Because the federal government has to find “reasonable accommodations,” they gave him a job managing shipyard passes after he started losing feeling in his right hand. A doctor later took him out of work when it got worse, he said, and he later learned a vertebrae was pressing on a nerve. Worker’s compensation paid just a percentage of his income, he said, so “we were having a hard time paying the bills.″
Hardy said his injuries cost him a job he loved when he was 2 1/2 years from a 20-year retirement. He plans to file for a medical retirement that will pay him less than they planned and provide fewer benefits.
“I can’t even perform the job as a fire inspector because I can’t pass the 20-pound lifting capacity,” he said. “I did fire prevention with the kids and I enjoyed it. I enjoyed training the juniors. I’m proud of every single one of them and (Casey Fury) took that all away from me.”
Hardy said he had a doctor’s note saying he can’t shovel snow or push a snowblower, but worker’s comp denied his request for snow removal reimbursement, so he had to buy a plow.
“I still have medical bills, some I’m paying out of pocket,” he said.
Ever since the Miami fire, he said, he’s had to sleep on a recliner and because of his injuries, hasn’t slept in bed with his wife for six years.
“She suffered as much through this as I did,” he said.
Hardy said they kept the thermostat turned down to keep heating bills low. They deferred maintenance on their home because, he said, “I can’t swing a hammer.”
“Taking a shower, I have to have a loofah on a stick,” he said. “I used to kick open doors and windows, I was Superman for a while.”
He said his family “used to love to go camping, but we can’t do that anymore.”
“I used to love riding my motorcycle, last year I rode maybe 100 miles,” he said. “We had to alter our lives over this event many times.”

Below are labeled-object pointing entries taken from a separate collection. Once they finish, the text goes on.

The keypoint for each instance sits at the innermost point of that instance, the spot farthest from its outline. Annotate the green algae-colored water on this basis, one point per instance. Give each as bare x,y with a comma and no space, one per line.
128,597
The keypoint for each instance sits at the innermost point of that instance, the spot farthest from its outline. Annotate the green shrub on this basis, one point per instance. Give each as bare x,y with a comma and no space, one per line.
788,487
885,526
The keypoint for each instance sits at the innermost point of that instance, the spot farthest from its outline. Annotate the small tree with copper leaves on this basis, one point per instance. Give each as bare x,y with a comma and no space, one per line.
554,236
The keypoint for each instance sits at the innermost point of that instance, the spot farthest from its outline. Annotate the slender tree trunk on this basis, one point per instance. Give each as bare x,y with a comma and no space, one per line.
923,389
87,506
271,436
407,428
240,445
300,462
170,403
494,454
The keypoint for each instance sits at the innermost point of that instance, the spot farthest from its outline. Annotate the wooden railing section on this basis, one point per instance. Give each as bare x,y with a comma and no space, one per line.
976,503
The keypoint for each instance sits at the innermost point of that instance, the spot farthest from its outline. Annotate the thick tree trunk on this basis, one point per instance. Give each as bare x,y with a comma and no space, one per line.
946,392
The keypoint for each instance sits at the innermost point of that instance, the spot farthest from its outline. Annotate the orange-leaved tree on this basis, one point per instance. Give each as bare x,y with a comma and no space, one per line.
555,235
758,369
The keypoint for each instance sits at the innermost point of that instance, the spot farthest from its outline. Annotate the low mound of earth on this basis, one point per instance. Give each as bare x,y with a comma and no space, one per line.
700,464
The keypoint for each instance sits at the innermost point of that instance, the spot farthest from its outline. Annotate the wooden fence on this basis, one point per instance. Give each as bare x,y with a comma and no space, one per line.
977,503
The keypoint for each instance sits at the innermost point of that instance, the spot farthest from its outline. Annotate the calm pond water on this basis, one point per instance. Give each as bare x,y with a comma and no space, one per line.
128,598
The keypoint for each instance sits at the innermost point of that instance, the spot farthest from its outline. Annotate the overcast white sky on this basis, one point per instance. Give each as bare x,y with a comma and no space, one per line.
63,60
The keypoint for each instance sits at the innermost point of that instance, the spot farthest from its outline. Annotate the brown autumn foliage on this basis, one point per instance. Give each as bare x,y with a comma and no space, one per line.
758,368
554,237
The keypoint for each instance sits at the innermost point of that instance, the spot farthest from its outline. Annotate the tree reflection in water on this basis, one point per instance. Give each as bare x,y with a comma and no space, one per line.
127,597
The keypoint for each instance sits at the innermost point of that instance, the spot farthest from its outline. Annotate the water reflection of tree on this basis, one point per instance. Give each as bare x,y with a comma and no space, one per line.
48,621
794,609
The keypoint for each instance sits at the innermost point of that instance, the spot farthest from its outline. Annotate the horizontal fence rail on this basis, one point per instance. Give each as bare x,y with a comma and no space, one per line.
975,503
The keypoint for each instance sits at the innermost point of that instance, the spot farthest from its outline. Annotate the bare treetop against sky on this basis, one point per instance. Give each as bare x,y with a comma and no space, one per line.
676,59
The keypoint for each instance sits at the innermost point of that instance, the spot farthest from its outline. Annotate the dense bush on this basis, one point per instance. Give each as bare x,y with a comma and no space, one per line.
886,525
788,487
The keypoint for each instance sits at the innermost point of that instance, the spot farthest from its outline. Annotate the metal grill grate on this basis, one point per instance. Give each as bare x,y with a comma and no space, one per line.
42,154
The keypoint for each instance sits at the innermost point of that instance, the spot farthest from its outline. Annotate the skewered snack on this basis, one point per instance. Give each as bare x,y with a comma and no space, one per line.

Hardy said he also suffers emotional pain, due to his being taken by ambulance from the fire scene.
“I wasn’t there for my brothers,” he said. “I wasn’t fighting alongside them. I blame myself.”
His wife said, “Each one has their own hell to deal with.”
Eric Hardy said many of the firefighters were put under a gag order and many were never recognized for their response to the submarine fire.
“It’s about all of us, the firefighters, the families,” he said. “It’s not just my injury, it’s my wife’s injury, my mother’s injury, my daughter’s injury, it’s my brothers at the shipyard. It’s like a plague, it really is.”